México objeta muralla planea EU en frontera

México objeta muralla planea EU en frontera

México (EFE).- México se opone al plan de levantar muros para separar fronteras, afirmó hoy el canciller Luis Ernesto Derbez, un día después de que el presidente de EEUU, George W. Bush, anunciara la construcción de más murallas entre ambos países. No se trata de «una posición sólo con Estados Unidos; México votó contra la barda que se construyó en Israel en la zona de Gaza, también contra las bardas construidas por España en Melilla y otras zonas», dijo Derbez.

   «En el concepto de migración, México no considera que la construcción de bardas sea un elemento de solución», agregó en rueda de prensa con corresponsales extranjeros.

   «No es un cosa con Estados Unidos o con la propuesta del presidente Bush, es una cosa general de nuestro país ante el tema migratorio», precisó el secretario de Relaciones Exteriores.

   El presiente Bush dijo ayer durante una vista en la zona fronteriza con México que su gobierno levantará mallas en las zonas urbanas donde no hay una división física entre los dos países, en tanto que en las zonas rurales se construirán barreras que impidan el libre paso de vehículos de México a Estados Unidos.

   Bush sostuvo que la seguridad fronteriza debe ajustarse a las necesidades cambiantes del país y señaló que la amenaza en la frontera no la componen únicamente los terroristas, sino también los narcotraficantes.

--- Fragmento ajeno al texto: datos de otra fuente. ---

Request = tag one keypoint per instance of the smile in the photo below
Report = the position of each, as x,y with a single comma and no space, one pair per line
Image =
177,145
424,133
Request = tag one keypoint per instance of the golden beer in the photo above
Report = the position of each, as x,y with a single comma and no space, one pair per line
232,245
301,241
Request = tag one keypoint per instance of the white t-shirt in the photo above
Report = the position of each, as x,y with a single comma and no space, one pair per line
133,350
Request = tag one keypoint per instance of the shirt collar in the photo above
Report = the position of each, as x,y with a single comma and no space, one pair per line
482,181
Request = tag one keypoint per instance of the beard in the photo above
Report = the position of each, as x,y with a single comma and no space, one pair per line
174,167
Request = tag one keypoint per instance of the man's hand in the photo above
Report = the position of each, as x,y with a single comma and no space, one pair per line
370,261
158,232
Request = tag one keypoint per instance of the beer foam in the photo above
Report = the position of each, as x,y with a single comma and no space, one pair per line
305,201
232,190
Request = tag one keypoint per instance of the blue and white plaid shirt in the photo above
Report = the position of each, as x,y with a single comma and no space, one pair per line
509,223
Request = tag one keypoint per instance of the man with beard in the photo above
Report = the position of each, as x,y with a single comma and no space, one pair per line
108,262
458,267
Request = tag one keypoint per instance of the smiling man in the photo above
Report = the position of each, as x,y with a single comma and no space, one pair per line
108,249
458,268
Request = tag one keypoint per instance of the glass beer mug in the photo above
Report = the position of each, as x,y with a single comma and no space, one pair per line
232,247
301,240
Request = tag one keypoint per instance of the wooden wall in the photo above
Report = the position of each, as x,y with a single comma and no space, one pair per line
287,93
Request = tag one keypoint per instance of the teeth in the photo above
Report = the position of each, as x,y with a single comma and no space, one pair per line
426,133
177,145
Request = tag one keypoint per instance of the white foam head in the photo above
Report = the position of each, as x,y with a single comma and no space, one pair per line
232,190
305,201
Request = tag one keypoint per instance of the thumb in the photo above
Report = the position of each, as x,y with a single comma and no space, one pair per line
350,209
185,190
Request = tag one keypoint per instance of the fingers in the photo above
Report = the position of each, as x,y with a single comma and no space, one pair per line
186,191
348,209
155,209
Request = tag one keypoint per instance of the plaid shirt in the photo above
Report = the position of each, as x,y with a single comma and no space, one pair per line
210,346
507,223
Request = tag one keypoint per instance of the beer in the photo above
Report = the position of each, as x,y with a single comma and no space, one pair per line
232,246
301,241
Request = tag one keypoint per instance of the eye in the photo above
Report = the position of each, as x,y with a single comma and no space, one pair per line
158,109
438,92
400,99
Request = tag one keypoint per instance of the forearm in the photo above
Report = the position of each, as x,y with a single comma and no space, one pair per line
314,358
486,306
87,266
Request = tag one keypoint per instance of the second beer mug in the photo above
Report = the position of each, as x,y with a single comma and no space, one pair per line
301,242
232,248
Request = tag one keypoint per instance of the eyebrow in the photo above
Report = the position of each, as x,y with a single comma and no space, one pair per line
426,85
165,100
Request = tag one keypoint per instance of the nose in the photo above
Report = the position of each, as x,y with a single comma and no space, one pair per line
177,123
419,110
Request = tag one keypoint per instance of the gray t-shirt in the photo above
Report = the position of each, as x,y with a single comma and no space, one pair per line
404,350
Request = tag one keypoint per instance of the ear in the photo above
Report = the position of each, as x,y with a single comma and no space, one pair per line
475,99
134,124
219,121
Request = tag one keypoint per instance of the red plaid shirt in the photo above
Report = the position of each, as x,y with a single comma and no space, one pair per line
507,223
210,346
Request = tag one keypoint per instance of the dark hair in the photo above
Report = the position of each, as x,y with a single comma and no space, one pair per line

   Ambos Países comparten una porosa frontera de 3.200 kilómetros, y en puntos como Tijuana (México)-San Diego (EEUU) ha erigido una muralla metálica.

   A lo largo de la frontera se producen cada año alrededor de un millón de cruces de inmigrantes indocumentados, que han elegido en los últimos años la peligrosa zona del desierto de Arizona para cruzar.

   El saldo anual en ese punto es de unos 400 muertos por deshidratación y picaduras de animales ponzoñosos, según datos oficiales.

   Bush propone, para hacer frente al problema de la inmigración ilegal, un plan que prevé el endurecimiento de las medidas en la frontera, pero que tiene como piedra angular un programa de acogida de trabajadores temporales extranjeros.

   En tanto, México propone una reforma migratoria en la que se contemple la regularización de los indocumentados que ya están en EEUU y que éstos puedan llevar a sus familiares que dejaron en su país de origen.